Offer opens his argument by examining the causes of Germany’s defeat in the First World War. He argues that although the German populace avoided outright starvation, the severe hunger imposed by the British naval blockade of German ports “played a critical role in German collapse.”

From this premise, Offer turns to a consideration of the blockade strategy: where it came from, and why it was effective. This examination takes him back to 1846, the year the British government repealed the Corn Laws, allowing foreign competitors to compete with British farmers on the British market. Because British agriculture proved unable to compete, Britain’s food supply increasingly had to be imported from overseas. By 1900, 80 percent of all bread grain was imported, and by the end of the harvest season, domestic supplies amounted to as little as seven weeks’ worth of bread.



The British government soon realized that in the event of war, the country’s dependence on imported food would be a serious vulnerability, as enemy forces could starve the British people by blockading British ports or targeting grain ships. As a result, control of the seas became an increasingly higher priority. Offer argues that, in effect, the Royal Navy took the place of the tariff rates abolished by the repeal of the Corn Laws. Instead of the tariffs ensuring that British farmers could supply enough food for the British populace, a strong Navy guaranteed that no one could prevent the importation of food from abroad.

Offer points out that while economic specialization increased Britain’s productivity and prosperity, it also led directly to the country’s need for a powerful, war-ready military. In other words, international free trade entailed an arms race, or as Offer puts it: “the adjustment to economic specialization was the root cause of the war.” Against the orthodox economic view that closer economic links between Britain and Germany might have prevented the War, Offer argues that it was precisely the specialization of these countries’ economies and their growing dependence on the global economy, which made the War inevitable.

From the British situation, Offer turns to the German economy, finding that the same scenario was playing out there. As the German government pushed hard to accelerate the process of industrialization, urbanizing the labor force, more of Germany’s food had to be imported, primarily from Eastern Europe. As a result, Germany needed a stronger navy—like the British, to prevent blockades in case of war—and stronger land forces to ensure continued control over the food supplies to the east (a similar dynamic obtained in Britain with the need to control the colonial territories).

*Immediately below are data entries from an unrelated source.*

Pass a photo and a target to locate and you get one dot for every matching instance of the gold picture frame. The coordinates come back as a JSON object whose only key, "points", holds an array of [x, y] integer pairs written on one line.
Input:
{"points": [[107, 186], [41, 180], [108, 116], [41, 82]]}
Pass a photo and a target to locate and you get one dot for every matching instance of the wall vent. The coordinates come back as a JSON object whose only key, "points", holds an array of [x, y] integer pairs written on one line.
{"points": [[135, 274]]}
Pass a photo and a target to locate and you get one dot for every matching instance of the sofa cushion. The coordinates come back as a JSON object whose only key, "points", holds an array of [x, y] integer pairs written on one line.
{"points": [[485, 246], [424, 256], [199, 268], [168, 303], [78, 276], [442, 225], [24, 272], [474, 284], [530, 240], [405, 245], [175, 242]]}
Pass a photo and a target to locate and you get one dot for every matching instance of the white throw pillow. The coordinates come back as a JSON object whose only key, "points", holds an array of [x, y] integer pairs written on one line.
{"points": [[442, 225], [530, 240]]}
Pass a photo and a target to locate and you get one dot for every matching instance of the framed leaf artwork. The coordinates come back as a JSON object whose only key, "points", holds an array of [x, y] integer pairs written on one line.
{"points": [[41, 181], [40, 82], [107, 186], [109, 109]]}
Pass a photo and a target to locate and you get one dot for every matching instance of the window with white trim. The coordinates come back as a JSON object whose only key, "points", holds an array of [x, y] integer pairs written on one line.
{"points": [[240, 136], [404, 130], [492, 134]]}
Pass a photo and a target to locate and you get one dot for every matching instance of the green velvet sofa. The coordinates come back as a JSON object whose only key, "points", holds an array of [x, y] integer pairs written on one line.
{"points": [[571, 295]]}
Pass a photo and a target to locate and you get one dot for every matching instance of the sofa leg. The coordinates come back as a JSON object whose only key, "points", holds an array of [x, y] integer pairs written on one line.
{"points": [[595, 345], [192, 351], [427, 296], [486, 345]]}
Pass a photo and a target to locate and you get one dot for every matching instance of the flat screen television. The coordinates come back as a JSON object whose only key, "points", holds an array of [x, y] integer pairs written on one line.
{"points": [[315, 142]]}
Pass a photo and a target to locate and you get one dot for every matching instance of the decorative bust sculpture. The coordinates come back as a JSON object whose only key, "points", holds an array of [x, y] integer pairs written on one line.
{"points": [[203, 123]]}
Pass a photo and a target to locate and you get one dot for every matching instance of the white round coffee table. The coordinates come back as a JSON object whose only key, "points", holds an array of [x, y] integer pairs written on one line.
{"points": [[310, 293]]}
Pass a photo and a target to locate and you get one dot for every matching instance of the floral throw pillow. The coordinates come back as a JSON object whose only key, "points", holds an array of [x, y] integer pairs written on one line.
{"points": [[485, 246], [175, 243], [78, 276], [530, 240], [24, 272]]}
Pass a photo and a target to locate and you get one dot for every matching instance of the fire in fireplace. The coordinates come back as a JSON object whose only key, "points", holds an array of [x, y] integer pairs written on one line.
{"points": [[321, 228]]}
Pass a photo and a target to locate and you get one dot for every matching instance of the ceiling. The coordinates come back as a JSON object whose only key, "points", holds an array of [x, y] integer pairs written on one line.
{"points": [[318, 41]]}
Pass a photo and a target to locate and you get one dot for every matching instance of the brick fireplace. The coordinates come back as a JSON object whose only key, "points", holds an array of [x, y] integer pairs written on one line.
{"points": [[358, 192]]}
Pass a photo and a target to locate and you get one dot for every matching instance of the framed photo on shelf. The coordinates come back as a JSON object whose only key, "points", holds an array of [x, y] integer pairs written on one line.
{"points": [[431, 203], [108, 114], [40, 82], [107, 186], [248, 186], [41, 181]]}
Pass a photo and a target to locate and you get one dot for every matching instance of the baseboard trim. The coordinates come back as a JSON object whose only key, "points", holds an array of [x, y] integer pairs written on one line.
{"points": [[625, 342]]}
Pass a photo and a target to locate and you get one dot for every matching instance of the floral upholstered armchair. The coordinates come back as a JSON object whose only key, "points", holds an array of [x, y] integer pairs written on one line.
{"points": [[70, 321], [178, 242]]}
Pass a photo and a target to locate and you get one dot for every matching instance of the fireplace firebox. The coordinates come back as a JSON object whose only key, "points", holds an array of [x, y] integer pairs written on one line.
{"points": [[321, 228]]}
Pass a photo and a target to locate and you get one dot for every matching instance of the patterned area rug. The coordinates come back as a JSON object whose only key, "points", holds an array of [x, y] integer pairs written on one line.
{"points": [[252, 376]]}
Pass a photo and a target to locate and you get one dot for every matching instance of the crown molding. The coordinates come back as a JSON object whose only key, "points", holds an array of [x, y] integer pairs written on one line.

Both the British and German authorities continued to worry that food supply would be their weak spot in the event of a war breaking out. This anxiety was compounded by the rise of working-class socialist movements, which caused the ruling classes to fear that they would be unable to command the loyalty of their citizens if food began to run out. Either workers would be too hungry to fight and force a capitulation (which is exactly what happened in Germany, at the end of the War), or they would topple their rulers altogether through violent revolution (which is what happened in Russia). From this point on, Britain and Germany were locked into a naval arms race: whichever side had the stronger navy would have an unassailable advantage in war. The outbreak of war had become inevitable.

Offer finds further evidence for his theory in an examination of Britain’s strategic planning ahead of the First World War. He points out that British plans focused heavily on disrupting Germany’s food supply: by blockading German, Dutch and Belgian ports, or even by invading northern Germany by land to disrupt the supply chain there.

Interwoven with this argument is a consideration of another way the increasingly globalized economy fed into preparations for War. Because British citizens were able to seek opportunities in colonial territories such as Canada, Australia, and South Africa, social tensions were easily defused at home. Meanwhile, in the U.S., Canada, Australia, and New Zealand, opposition to Asian migration steadily role. The turn towards economic specialization in these countries produced a backlash against Asian immigrants, due to fear that native workers would be unable to compete with cheap foreign labor.



The First World War: An Agrarian Interpretation helped to establish its author as “one of the most inventive historians writing in English on the Edwardian period” (Social History).